Although Esper was suffering from some unpleasant injuries after her bump, the anchorage turned out to be rather a lovely place. Unlike noisy-busy Ton Sai Bay, this was an unhurried sandy cove with some friendly bars and one particularly good local restaurant. But we couldn’t stay forever, we must decide what to do next…
After his initial report to the police station, Jamie expected to hear nothing more. All the received wisdom is that you’re very much on your own in Thailand. We were told (by ‘farangs’) that Thais regard any problem you may encounter as of your own making. Why? Because if you weren’t there in the first place there would be no problem. Hmmmmmm.
But we received an unexpected call from the officer in charge, who invited Jamie to meet the skipper of the barge that rammed us. So he went back with Alica, leaving Liz and Millie-the-cat to guard Esper. After five cups of coffee Wat the translator arrived.
“I said WHO?”
“I know, WAT!”
…and so it goes…
The skipper held up his hands and admitted he had caused the accident, but that his gearbox was faulty.
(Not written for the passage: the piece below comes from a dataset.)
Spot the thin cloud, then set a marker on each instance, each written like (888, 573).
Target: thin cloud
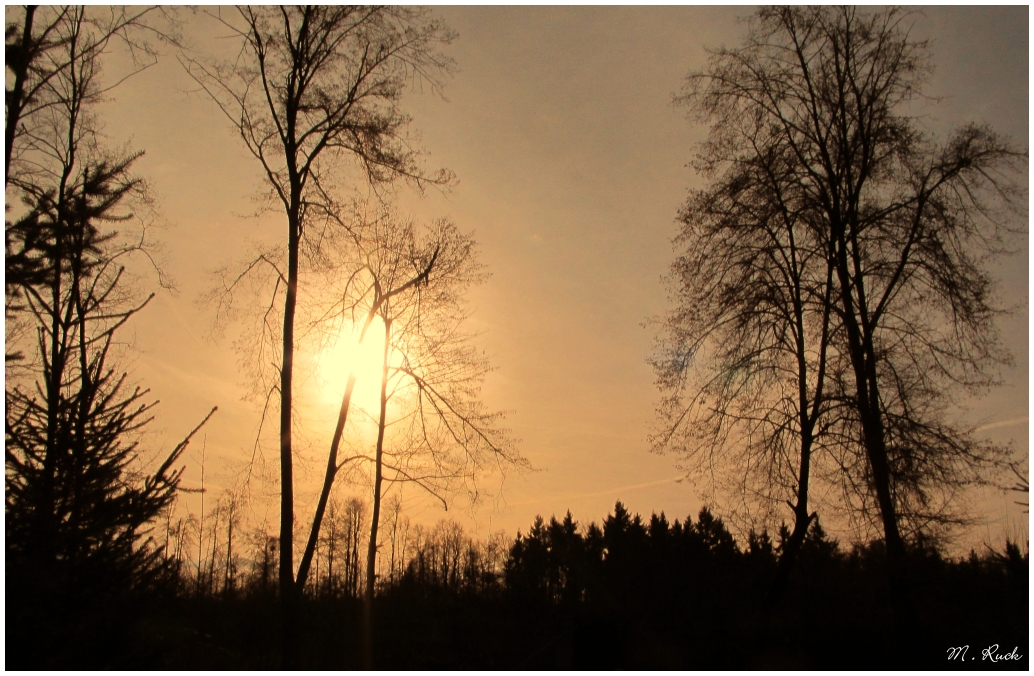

To be honest, he shouldn’t have been so close to us with a faulty gearbox (or even with a good gearbox), but Jamie and the police tried to get the owner of the boat to admit liability. Sadly, he would have nothing of it and insisted the skipper make reparations. An agreement was made for the skipper to contribute something over a five month period. And right there in the police station, the officers did a whip round to stump up the first deposit. (Later we discovered that the skipper’s salary would barely cover the monthly payments so we waived the agreement. Even though the repairs would have to come from a loan, we realised it would be impossible for the man to feed his family and repay us.)
Any previous plans had sunk by now, and we needed to get to PSS to survey the damage. It seemed churlish not to make the most of our passage south, so we looked at the charts and noticed a small outcrop of islands which looked quite interesting.
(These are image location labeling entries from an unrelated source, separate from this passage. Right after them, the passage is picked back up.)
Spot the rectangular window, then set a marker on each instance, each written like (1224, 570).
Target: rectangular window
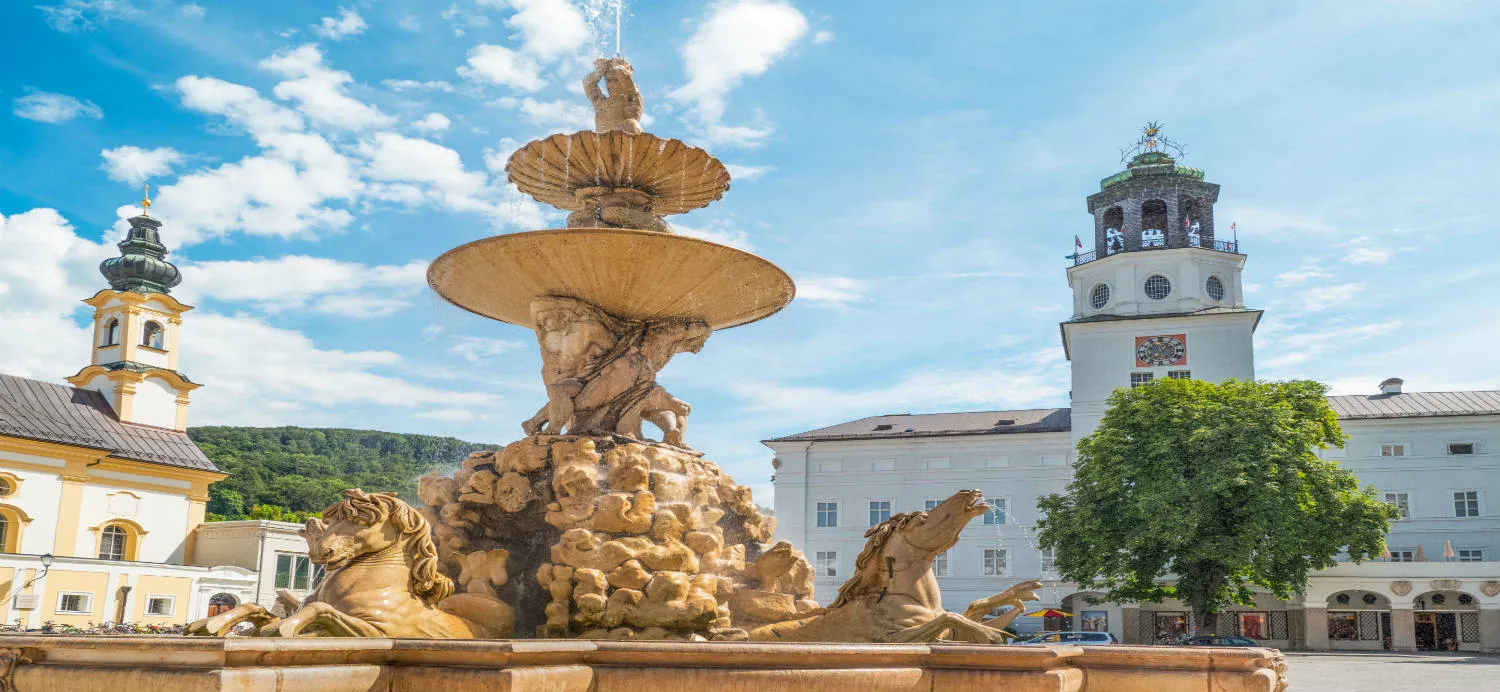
(1400, 500)
(1253, 625)
(284, 569)
(825, 563)
(161, 605)
(996, 512)
(995, 562)
(1466, 503)
(75, 602)
(827, 515)
(303, 574)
Koh Ha (literally ‘Five Islands’) is a group of uninhabited limestone stacks. The water is deep and the floor is coral, so there was no possibility of anchoring. We planned to pick up moorings instead, but needed to get there before sundown.
Sailing in a mini flotilla with Alicia and American on board SY Synchronicity, we headed towards the rocks and dual monitored Ch16 and Ch08 on the VHF. We arrived just before sunset and made a quick recce of the eastern side; the middle island moorings looked the most inviting. American went first and took the inside position while we remained a little further out.
Hanging off a buoy so close to rock is a little unsettling but once we had relaxed, we took in the sunset and the small island next to us known as ‘floating island’. As the light faded, we wondered why it was not recommended to anchor there at night.